A brief examination of the code of ethics in several organizations indicates that most of those code of ethics are still based on deontological ethics as well, e.g. you should do the right thing. While the code of ethics in an organization, or in an industry, often still states that employees should abide by the company's policies (abide by the rules), the same company often has an organizational culture that emphasizes goals and allows (or even encourages) its employees to bypass rules when necessary to achieve these goals.
Encouraging Ethical decision making
To cope with the change in personal and business ethics over the past few decades, we really need to develop new codes of ethics and supporting programs to encourage employees to consider the consequences of their actions and make the right ethical decisions. In particular, it is important that your employees are educated in consequential ethics and encouraged to identify and avoid potential negative consequences for the organization when their behavior obviously aims to improve personal benefits. This, of course, assumes that your organization hires employees that are willing to put the organization's best interests above their own self-interest. Unfortunately, anecdotal evidence suggests that this is not always the case.

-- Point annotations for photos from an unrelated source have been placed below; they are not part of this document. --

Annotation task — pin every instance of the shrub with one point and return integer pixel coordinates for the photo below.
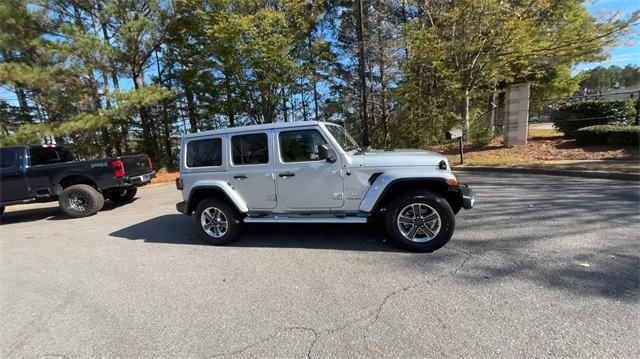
(625, 136)
(608, 134)
(574, 116)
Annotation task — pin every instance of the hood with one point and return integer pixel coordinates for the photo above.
(401, 158)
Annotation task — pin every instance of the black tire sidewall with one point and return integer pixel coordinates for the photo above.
(233, 225)
(94, 198)
(437, 202)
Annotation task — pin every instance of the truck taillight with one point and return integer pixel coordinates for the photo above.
(118, 168)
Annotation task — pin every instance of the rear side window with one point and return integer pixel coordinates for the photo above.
(8, 158)
(204, 153)
(250, 149)
(301, 145)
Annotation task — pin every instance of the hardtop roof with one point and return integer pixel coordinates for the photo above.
(262, 127)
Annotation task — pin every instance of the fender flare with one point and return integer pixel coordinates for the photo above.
(225, 188)
(384, 181)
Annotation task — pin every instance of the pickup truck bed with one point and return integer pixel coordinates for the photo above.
(49, 173)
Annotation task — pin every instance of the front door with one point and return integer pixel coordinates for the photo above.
(303, 180)
(251, 171)
(12, 174)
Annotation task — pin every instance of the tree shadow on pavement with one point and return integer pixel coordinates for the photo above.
(49, 213)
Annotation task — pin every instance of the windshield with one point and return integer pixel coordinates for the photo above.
(343, 138)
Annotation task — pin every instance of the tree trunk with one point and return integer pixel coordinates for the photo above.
(464, 112)
(284, 106)
(145, 117)
(229, 99)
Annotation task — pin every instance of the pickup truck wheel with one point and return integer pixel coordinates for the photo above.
(124, 195)
(217, 223)
(80, 200)
(420, 221)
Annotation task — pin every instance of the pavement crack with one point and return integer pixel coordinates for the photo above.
(245, 348)
(315, 337)
(269, 338)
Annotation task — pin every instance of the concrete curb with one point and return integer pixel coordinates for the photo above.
(551, 172)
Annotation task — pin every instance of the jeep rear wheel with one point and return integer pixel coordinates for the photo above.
(217, 223)
(420, 221)
(80, 200)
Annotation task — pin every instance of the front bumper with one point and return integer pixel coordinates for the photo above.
(467, 195)
(182, 208)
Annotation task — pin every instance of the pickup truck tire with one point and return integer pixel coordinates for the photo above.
(80, 200)
(420, 221)
(122, 196)
(216, 222)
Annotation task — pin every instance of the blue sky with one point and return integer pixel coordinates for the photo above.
(621, 56)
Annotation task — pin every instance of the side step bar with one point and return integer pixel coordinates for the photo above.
(305, 220)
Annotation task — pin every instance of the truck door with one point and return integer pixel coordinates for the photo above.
(251, 171)
(304, 181)
(14, 185)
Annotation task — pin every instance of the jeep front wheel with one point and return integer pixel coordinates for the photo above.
(420, 221)
(80, 200)
(217, 223)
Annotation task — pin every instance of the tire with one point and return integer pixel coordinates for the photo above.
(122, 196)
(420, 221)
(80, 200)
(216, 222)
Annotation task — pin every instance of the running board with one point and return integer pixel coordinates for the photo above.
(305, 220)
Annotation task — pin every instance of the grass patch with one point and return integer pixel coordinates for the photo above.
(544, 132)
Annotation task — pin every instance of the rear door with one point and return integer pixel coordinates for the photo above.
(251, 171)
(13, 179)
(303, 180)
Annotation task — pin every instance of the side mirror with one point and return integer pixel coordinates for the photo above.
(326, 153)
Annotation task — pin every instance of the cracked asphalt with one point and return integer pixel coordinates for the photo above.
(543, 266)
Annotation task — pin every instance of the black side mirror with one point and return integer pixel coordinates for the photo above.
(326, 153)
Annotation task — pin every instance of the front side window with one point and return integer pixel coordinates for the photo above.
(343, 138)
(204, 153)
(301, 145)
(48, 155)
(8, 158)
(250, 149)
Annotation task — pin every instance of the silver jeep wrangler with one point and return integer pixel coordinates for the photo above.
(315, 172)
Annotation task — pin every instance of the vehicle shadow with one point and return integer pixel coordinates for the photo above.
(49, 213)
(179, 229)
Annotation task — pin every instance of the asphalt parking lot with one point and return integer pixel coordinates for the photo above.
(543, 266)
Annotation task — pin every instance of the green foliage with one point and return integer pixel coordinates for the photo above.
(479, 133)
(574, 116)
(601, 79)
(623, 136)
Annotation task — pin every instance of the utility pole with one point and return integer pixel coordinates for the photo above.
(363, 79)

To support the use of consequential ethics in acceptable use policies, you will have to re-think the way you structure and write these policies. If your organization's culture is based on goals, and allows the breaking of rules, you will have to identify and prioritize the objectives of each of your acceptable use policies. You will also have to make it clear which rules are just guidelines, which are standards (avoid breaking) and which are absolute norms. More on this in our paper and in future additions to this web site.